Army selects team for 'Future' work

The Army took a major leap in its transformation efforts by selecting Boeing and SAIC for the service's Future Combat Systems project

The Army took a major leap in its transformation efforts by selecting Boeing Co.'s Space and Communications group and Science Applications International Corp. for the service's Future Combat Systems project.

Boeing and SAIC will be the lead systems integrators in developing technologies for the Army's Objective Force, which will have broad ramifications for how the Army operates during war and peacetime.

The $154 million contract, awarded March 7, will integrate information technology into vehicles used throughout the Army with the goal of making its fighting force more agile yet just as lethal.

"We are looking to allow the Army to have brigade-level effects in a battalion-sized force," said Bob Mitchell, Boeing's director of strategic development.

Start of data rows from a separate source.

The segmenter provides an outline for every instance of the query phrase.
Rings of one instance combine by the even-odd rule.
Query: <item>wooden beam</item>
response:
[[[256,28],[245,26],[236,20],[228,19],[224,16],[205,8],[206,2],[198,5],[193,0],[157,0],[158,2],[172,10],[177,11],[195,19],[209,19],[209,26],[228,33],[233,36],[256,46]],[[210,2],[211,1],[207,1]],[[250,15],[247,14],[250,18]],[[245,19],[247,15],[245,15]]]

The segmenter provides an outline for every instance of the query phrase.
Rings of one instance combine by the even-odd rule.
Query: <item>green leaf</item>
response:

"Future Combat Systems is a major step in the transformation of the Army," said Claude Bolton Jr., assistant secretary of the Army for acquisition, logistics and technology, and naming the lead systems integrator is "critical to making the Objective Force a reality in this decade."

As envisioned, the Future Combat Systems would create an integrated battlespace, where networked information and communications systems provide a competitive edge to soldiers in the field and commanders in the control room, officials said.

Under the contract, the Boeing/SAIC team has six months to demonstrate that the concept of having a lead systems integrator will work, at which point the Pentagon will decide whether to go forward.

The plan is to have operational capability by 2010, Army officials said.